Under President Andrew Jackson, Chickasaws were told to leave their sacred homeland to move hundreds of miles west to Oklahoma for white people to receive land that was “rightfully theirs.” Lieb said many Chickasaws felt cheated by President Jackson because they had helped him in his war (the War of 1812) yet he did not enforce their prior treaties that guaranteed their land in Northern Mississippi and Alabama. Instead, Jackson allowed the states to run American Indians off of their land so that greedy whites could take over their productive farms and homes.
“I suspect that most people around Oxford do not know that Chickasaws still exist,” Lieb said. “We remember our past selectively, I think, emphasizing some things and tending to forget other things. The 1830 Indian Removal Act was an act of racial discrimination, and some would say genocide in order to get the land and farms of a people who had been here for centuries and who were cooperating with the government in attempts to adapt to and acculturate to American society. U.S. Representative David Crockett from Tennessee was one honorable man who spoke out against the evil of the Indian Removal Act on the floor of Congress. The act passed by a narrow margin and Crockett lost his next election.”
For many non-native people, the history of Native Americans is only taught for a small portion of any American history class, but without the Native Americans, there would be no American history.

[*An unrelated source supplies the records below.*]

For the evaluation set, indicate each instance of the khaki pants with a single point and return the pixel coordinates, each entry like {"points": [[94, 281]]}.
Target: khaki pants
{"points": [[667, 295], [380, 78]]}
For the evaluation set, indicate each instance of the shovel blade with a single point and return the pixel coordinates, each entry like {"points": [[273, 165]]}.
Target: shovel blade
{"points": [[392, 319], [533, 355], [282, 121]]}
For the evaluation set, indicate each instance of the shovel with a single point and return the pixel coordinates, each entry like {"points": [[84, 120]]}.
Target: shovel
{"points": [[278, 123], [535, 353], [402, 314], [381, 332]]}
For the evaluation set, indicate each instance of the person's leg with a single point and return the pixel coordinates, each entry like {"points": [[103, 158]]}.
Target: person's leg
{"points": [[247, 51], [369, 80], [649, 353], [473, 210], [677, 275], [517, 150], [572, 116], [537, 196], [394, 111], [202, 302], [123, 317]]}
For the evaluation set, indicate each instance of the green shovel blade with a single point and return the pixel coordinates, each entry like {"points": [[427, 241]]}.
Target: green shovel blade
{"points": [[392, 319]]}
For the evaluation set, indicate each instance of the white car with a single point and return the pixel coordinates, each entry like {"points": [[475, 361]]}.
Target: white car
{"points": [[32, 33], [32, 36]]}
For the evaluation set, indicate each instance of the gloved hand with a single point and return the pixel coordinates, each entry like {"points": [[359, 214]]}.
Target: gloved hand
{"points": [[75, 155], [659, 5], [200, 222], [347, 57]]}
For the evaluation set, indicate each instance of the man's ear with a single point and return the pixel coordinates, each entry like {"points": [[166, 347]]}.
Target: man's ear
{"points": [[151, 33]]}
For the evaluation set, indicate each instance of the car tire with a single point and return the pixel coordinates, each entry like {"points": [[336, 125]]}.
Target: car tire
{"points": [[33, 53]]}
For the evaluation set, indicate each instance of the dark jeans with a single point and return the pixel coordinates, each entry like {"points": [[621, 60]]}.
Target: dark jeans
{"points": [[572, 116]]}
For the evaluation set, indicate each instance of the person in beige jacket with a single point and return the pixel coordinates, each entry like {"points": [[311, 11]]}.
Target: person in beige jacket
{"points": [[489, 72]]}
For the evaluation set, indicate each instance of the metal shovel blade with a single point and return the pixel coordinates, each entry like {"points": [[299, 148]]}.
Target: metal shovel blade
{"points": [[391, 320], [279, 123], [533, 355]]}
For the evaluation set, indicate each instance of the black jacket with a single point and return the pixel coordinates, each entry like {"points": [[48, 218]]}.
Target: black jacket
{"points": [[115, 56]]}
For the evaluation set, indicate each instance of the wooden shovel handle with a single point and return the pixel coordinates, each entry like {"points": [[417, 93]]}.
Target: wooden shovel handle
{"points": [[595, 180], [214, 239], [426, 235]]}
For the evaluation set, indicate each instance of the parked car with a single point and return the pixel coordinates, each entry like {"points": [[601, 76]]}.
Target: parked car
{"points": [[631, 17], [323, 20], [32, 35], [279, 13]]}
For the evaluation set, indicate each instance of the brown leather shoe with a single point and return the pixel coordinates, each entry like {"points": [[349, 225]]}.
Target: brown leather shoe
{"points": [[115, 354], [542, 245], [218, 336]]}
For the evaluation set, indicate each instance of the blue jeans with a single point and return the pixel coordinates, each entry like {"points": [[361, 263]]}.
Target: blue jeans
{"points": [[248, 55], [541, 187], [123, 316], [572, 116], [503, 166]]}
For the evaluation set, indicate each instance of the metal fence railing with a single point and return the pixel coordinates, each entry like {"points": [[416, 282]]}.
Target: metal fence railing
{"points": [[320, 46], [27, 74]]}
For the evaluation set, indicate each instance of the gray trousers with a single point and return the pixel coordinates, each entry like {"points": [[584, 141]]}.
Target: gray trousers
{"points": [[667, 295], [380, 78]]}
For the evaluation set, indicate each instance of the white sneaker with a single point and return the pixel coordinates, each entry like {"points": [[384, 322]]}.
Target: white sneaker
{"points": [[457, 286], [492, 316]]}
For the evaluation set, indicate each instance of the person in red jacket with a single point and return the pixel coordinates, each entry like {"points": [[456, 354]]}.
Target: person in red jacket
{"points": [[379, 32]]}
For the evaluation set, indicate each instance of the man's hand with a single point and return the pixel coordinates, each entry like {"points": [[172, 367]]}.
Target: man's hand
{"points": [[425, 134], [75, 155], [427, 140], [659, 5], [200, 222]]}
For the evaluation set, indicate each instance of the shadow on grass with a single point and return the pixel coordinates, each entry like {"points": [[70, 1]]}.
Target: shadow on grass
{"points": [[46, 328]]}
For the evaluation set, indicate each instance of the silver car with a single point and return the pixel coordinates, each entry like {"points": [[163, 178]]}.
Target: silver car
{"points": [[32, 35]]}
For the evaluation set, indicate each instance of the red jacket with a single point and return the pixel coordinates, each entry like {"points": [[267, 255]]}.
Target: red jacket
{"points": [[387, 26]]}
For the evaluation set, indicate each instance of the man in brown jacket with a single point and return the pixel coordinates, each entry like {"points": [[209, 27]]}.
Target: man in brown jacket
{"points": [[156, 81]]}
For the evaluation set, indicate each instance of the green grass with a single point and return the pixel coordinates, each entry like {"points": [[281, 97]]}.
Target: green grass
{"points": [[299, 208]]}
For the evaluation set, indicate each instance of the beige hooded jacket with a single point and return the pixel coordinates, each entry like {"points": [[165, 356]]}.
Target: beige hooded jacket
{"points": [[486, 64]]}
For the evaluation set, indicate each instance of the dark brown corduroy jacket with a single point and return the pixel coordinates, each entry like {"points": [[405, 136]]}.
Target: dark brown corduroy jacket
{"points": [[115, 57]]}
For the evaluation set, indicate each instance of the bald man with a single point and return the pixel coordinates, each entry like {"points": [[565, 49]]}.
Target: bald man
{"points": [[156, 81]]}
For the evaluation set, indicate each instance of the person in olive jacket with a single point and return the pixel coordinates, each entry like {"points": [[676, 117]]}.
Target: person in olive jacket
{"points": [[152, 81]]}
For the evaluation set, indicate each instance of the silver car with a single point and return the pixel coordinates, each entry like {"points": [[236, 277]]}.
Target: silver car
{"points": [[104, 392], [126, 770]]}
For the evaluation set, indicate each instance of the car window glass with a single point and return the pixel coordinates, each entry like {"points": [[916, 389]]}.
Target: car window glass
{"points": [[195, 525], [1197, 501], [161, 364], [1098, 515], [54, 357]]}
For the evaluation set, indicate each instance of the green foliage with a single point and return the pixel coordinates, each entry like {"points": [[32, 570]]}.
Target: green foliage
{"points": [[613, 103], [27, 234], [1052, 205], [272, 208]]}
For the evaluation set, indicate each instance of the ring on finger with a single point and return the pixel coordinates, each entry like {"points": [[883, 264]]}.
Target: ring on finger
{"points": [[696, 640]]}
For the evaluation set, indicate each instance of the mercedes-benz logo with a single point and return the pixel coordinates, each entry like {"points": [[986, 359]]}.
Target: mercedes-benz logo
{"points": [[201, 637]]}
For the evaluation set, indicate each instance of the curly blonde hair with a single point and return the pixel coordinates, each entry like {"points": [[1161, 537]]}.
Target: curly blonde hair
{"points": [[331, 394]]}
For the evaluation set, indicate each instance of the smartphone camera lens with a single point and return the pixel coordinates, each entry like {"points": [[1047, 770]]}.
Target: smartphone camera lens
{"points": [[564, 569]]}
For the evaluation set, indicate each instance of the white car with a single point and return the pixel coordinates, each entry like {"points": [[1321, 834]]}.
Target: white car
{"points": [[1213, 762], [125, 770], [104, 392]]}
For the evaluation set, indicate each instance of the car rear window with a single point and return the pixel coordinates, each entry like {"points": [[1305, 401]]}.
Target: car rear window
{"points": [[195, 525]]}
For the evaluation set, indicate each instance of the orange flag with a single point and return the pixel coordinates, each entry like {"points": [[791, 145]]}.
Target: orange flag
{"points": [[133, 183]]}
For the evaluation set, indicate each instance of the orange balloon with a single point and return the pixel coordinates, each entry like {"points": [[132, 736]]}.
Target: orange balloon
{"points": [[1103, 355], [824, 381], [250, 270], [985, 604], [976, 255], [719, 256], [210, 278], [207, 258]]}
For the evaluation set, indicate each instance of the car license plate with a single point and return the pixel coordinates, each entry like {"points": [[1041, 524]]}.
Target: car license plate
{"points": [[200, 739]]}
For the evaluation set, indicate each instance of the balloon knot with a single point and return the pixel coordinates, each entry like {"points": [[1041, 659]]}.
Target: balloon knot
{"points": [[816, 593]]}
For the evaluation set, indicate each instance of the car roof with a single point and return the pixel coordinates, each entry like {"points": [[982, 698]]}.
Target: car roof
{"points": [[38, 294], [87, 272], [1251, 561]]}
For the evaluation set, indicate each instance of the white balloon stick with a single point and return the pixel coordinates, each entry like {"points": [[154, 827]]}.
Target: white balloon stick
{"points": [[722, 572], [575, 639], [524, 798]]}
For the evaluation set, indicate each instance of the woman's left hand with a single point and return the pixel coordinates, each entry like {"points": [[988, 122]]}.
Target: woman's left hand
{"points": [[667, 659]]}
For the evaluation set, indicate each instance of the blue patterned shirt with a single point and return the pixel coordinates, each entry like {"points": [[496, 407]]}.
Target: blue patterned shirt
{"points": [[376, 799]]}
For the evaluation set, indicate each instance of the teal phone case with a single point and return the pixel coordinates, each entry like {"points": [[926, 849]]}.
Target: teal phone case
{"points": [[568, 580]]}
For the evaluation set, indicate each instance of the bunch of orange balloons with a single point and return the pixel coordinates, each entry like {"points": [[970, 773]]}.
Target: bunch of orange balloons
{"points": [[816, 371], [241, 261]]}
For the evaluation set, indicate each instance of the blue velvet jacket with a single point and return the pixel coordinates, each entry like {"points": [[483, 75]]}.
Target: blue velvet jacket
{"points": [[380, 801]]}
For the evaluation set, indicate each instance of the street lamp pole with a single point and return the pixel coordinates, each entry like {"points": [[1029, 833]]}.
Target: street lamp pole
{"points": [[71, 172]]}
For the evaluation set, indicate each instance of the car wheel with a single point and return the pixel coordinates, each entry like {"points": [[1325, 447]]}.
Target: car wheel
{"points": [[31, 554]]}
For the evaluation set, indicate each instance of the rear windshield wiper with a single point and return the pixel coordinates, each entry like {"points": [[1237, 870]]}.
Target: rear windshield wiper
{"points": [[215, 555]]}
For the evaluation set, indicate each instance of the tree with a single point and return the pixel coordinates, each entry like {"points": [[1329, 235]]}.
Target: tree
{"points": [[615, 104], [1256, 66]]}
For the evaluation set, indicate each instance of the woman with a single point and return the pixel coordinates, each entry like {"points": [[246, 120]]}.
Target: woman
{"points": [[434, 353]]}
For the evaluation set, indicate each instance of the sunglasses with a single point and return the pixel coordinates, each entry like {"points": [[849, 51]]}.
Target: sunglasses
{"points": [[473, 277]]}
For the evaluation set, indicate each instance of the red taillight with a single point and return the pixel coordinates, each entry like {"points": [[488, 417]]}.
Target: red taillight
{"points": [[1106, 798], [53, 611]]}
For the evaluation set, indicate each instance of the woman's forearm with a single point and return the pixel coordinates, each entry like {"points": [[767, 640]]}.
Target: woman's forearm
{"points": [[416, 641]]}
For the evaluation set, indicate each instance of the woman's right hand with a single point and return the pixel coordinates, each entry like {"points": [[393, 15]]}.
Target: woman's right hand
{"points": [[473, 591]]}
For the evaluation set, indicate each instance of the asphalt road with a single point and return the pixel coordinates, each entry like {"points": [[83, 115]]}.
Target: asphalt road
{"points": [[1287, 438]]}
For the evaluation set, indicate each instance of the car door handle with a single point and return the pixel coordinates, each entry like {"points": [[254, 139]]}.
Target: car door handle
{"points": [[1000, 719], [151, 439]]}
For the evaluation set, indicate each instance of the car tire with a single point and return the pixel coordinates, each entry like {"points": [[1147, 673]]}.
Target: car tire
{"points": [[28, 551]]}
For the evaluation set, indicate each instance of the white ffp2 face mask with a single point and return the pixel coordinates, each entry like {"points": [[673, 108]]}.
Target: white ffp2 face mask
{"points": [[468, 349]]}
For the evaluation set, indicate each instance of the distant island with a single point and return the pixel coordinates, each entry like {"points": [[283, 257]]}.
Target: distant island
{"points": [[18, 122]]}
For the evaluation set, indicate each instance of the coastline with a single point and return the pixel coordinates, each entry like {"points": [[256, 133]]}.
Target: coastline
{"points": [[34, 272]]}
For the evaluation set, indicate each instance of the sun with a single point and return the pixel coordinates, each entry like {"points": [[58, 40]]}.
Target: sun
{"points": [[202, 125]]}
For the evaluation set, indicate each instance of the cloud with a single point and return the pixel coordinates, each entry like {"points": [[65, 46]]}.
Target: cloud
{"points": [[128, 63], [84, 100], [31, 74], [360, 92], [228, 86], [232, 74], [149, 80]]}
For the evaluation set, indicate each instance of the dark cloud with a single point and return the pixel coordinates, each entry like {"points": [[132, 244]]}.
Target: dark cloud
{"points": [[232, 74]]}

“History, as you know, is fluid and ever-changing, and we tailor it to meet the needs of our contemporary lives. Every nation/political body/ethnic group slants their histories toward the stories they want to tell themselves about themselves,” Ethridge said. “America and American history is no different, and in the story of America, for a multitude of reasons that we, as Americans, would rather not confront, we have decided to make Native Americans incidental to American history.”